Faouzi Yaya

Personal information
- Full name: Faouzi Yaya
- Date of birth: September 21, 1989 (age 36)
- Place of birth: Timezrit, Algeria
- Height: 1.74 m (5 ft 9 in)
- Position: Midfielder

Team information
- Current team: MO Béjaïa
- Number: 10

Senior career*
- Years: Team / Apps / (Gls)
- 2009–2010: ES Timezrit / 20 / (6)
- 2010–2012: MO Béjaïa / 26 / (11)
- 2012–2013: ES Sétif / 38 / (10)
- 2013: → NA Hussein Dey / 12 / (3)
- 2013–2017: MO Béjaïa / 90 / (5)
- 2017–2018: USM Alger / 29 / (6)
- 2019–2023: NA Hussein Dey
- 2023–: MO Béjaïa

International career
- Algeria

= Faouzi Yaya =

Algerian footballer (born 1989)

Faouzi Yaya (فوزي يايا; born September 21, 1989) is an Algerian footballer who plays for MO Béjaïa.

==Club career==
Yaya starred for Algerian side MO Béjaïa in two spells (from 2010 to 2012 and again from 2013 to 2017), helping the club reach the final of the 2016 CAF Confederation Cup.

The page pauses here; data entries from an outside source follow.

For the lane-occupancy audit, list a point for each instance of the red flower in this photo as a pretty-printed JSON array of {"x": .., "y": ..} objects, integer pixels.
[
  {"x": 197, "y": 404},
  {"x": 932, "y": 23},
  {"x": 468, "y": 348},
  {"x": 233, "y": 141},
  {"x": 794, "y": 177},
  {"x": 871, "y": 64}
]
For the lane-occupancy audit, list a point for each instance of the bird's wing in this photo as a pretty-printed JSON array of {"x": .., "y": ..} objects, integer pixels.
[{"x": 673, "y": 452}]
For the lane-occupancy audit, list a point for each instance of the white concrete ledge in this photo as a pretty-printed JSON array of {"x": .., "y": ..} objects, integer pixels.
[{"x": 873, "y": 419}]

In 2012, he joined rivals ES Sétif, where he would play for manager Hubert Velud. Yaya captained MO Béjaïa during his second spell at the club, a key member of the team that narrowly missed out on the 2014–15 Algerian Ligue Professionnelle 1 title. In the 2016 CAF Confederation Cup final, MO Béjaïa faced TP Mazembe, then managed by Velud. Yaya scored MO Béjaïa's only goal in the first leg, while TP Mazembe secured a 4–1 victory in the second leg to win the tie. In 2017, he decided to join USMA.